8. Louvando-nos destes fundamentos, imediatamente se conclui que o acto impugnado não padece dos vícios que a recorrente lhe assaca. Ou seja, o despacho de 31 de Dezembro findo, ora em crise, foi proferido no âmbito da competência da Inspecção-Geral de Jogos, de controlo da reserva do acesso às salas de jogos de fortuna ou azar.
9. E consistiu, em concreto, em “não confirmar a medida adoptada pela “A...,” de recusar o acesso às salas de jogos do casino da ... aos 15 indivíduos constantes da relação anexa – por não se poder inferir, inequivocamente e sem prévia averiguação estarmos perante um grupo de jogadores cuja presença nas salas de jogos se revele inconveniente. Determinando, do mesmo passo, a instauração de processo de averiguações sobre a matéria. Que se encontra em curso.
CONCLUSÕES:
1 - O presente recurso dirigido ao Senhor Inspector-Geral de Jogos deve ser oficiosamente remetido ao Senhor Secretário de Estado do Turismo, notificando-se a recorrente;
2 - E deve ser indeferido.
É o que se me afigura de informar, para os efeitos previstos no artigo 172º do Código do Procedimento Administrativo.
À consideração superior
INSPECÇÃO-GERAL DE JOGOS, em LISBOA, 1999-01-06
INSPECTOR COORDENADOR,
(...)
h)Em 18-1-99, o Senhor Secretário de Estado do Turismo proferiu o Despacho n.º 28/99/SET, com o seguinte teor:
Despacho N.4 /99/SET
Visto.
Concordando com os termos e fundamentos da Informação da Inspecção-Geral de Jogos de 06.01.99, indefiro o presente recurso dirigido ao Senhor Inspector-Geral de Jogos pela A... –., do acto administrativo comunicado mediante o oficio n.º 1033/98, de 31.12.98 da IGJ.
Notifique-se a recorrente, com conhecimento ao Senhor Inspector-Geral de Jogos.
Lisboa, 18/1/99
0 Secretário de Estado do Turismo,
(...)
i) A recorrente foi notificada deste despacho em 22-1-99;
j) Em 22-3-99, a recorrente interpôs o presente recurso contencioso deste despacho.
3 – A questão essencial que é objecto do presente recurso é a de saber se a recorrente, como concessionária de zona de jogo, tem competência para recusar ao acesso de frequentadores às salas de jogos tradicionais e de máquinas, sem necessidade de confirmação pela Inspecção Geral de Jogos.

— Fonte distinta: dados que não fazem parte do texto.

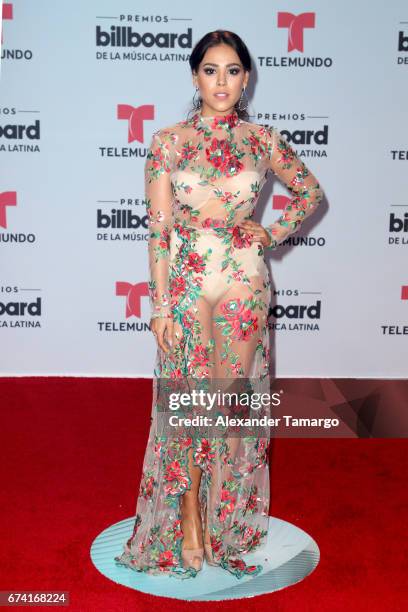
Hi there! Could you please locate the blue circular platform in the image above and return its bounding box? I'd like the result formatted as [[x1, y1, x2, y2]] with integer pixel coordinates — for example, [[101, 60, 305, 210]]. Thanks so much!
[[91, 516, 320, 601]]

A recorrente defende que a Inspecção Geral de Jogos tem apenas competência para confirmar ou não actos de recusa de acesso ao casino e actos de expulsão de frequentadores das salas, bem como para pôr em crise decisões de emissão de cartões de entrada ou permissões de ingresso, mas não tem competência para confirmar decisões da concessionária de recusa de emissão de cartões de entrada e acesso às salas de jogos tradicionais e de máquinas, não sendo legalmente admissível o recurso à analogia para integrar normas atributivas de competência em regime de tutela, nem existindo qualquer lacuna de regulamentação.
4 – A recorrente decidiu, ao abrigo do disposto no n.º 1 do art. 36.º do Decreto-Lei n.º 422/89, de 2 de Dezembro, na redacção do Decreto-Lei n.º 10/95, de 19 de Janeiro, recusar 15 frequentadores o acesso às salas de máquinas e de jogos tradicionais.
Este art. 36.º estabelece o seguinte:
Artigo 36.°
Restrições de acesso
1 - O acesso às salas de jogos de fortuna ou azar é reservado, devendo o director do serviço de jogos ou a Inspecção-Geral de Jogos recusar a emissão de cartões de entrada ou o acesso aos indivíduos cuja presença nessas salas considerem inconveniente, designadamente nos casos do n.° 2 do artigo 29.°
2 - Independentemente do disposto no número anterior, é vedada a entrada nas salas de jogos, designadamente, aos indivíduos:
a) Menores de 18 anos;
b) Incapazes, inabilitados e culpados de falência fraudulenta, desde que não tenham sido reabilitados;
c)Membros das Forças Armadas e das corporações paramilitares, de qualquer nacionalidade, quando se apresentem fardados;
d) Empregados das concessionárias que prestam serviço em salas de jogos, quando não em serviço;
e) Portadores de armas, engenhos ou matérias explosivas e de quaisquer aparelhos de registo e transmissão de dados, de imagem ou de som.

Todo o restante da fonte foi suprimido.